Optimisation is a constant worry of network executives who need to make unruly applications -- never designed to run over anything but a high-speed LAN -- perform smoothly on the WAN. These days, network executives need to boost application performance itself, as well as factor in how to optimise storage, encryption and server-to-server technologies, such as XML.
Cisco wants to help by putting everything related to optimisation into an intelligent network layer. Then, for example, network executives can deploy optimisation services as blades and software add-ons in their existing Cisco gear. The router giant's network-based application optimisation strategy splits along the lines of two product families: Application-delivery networks focus on user-to-application communications (including performance, security and so forth), while the Application Oriented Networking initiative centres on application-to-application communications. We asked George Kurian, general manager for Cisco's application delivery business unit, to explain how it all fits together.
When it comes to application optimisation, what makes Cisco different from a growing list of competitors?
We allow the customer to deploy WAN optimisation while not disrupting any of the operating policies, such as for QoS or security, implemented in the network. Some other vendors require customers to migrate QoS policies onto their boxes from the routers. They require a tunnel-based architecture on top of the router network, which means customers have to manage two different domains -- the routing domain and the application-acceleration domain.
Cisco's approach leads to a single device, often used at a remote site, which does routing, security, WAN optimisation and more. Are you recommending this "god box," otherwise known as the integrated services router, as the best possible architectural choice?
Cisco has shipped more than 2 million ISRs [Integrated Service Routers] since their introduction in September 2004. This clearly validates customers' interest in service integration, device consolidation and a single point of vendor accountability, especially for a branch environment.
Does the ISR really integrate services, or are the services simply running side by side on a single power supply?
The services are really integrated, rather than just sharing physical power and cooling elements. Services are clearly aware of each other's operations and are able to pace each other and ensure that one does not disrupt the other. We also leverage services, such as load balancing and fail-over, on Cisco routers and switches that allow you to deploy WAN optimisation out-of-path rather than inline with a single point of failure on a single appliance.
Cisco recently acquired Reactivity, which makes XML gateways. How will XML play in Cisco's network-optimisation strategy?
We certainly see Reactivity's XML gateway technology being integrated on products such as our Application Control Engine [ACE], which is a service module in our Catalyst 6500 product for the data centre.
How does the storage technology you recently acquired from NeoPath Networks fit into your overall network-optimisation plans?
NeoPath continues our strategy to provide network-accelerated storage services. In the block-storage world, we've demonstrated through APIs built on our MDS Director-class switches that partners' products -- such as EMC's Invista -- can provide block virtualisation of storage and network-accelerated storage services. NeoPath will offer equivalent API capabilities for partners, but in the file domain.
Where would encryption, which can be tricky to use with optimisation, fit into Cisco's scheme?
If one were to use SSL encryption from the desktop, we believe that the right way to do key management is co-resident with the servers in the enterprise's trusted data-centre environment.
Let's say you are on an SSL VPN connection coming into the data centre.
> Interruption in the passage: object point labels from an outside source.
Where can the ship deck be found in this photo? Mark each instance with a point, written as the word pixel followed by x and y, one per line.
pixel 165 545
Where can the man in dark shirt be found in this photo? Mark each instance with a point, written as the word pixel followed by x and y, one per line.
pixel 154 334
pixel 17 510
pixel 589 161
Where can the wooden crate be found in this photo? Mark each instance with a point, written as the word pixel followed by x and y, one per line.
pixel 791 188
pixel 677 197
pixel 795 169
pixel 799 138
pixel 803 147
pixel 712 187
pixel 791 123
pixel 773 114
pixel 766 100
The initial handshake for SSL will happen with a Cisco ACE, which is a server-load-balancing, SSL-termination and off-load device that sits in front of the data-centre server farm. Cisco ACE will verify that the user has the appropriate access to application. WAN-optimisation engines, such as the Cisco WAAS [Wide Area Application Services] solution, in the future will need to participate in that trusted discussion so that customers can keep the SSL certificates exclusively in their SSL termination devices.
When WAN-optimisation devices are recognised as supplicants by SSL termination devices, via trusted protocol conversations, customers will no longer have to distribute certificates to all of these devices in the network. Also, all of their WAN-optimised data transfers for SSL traffic can happen seamlessly.
Competing WAN-optimisation products -- I'm thinking of Packeteer appliances -- can be placed in various spots all over the network, including on the server itself. So why wouldn't an enterprise user want to do that?
Putting WAN-optimisation software in individual servers does not give you the advantage of doing it once and sharing it across multiple servers and applications. That's the unique benefit the network offers.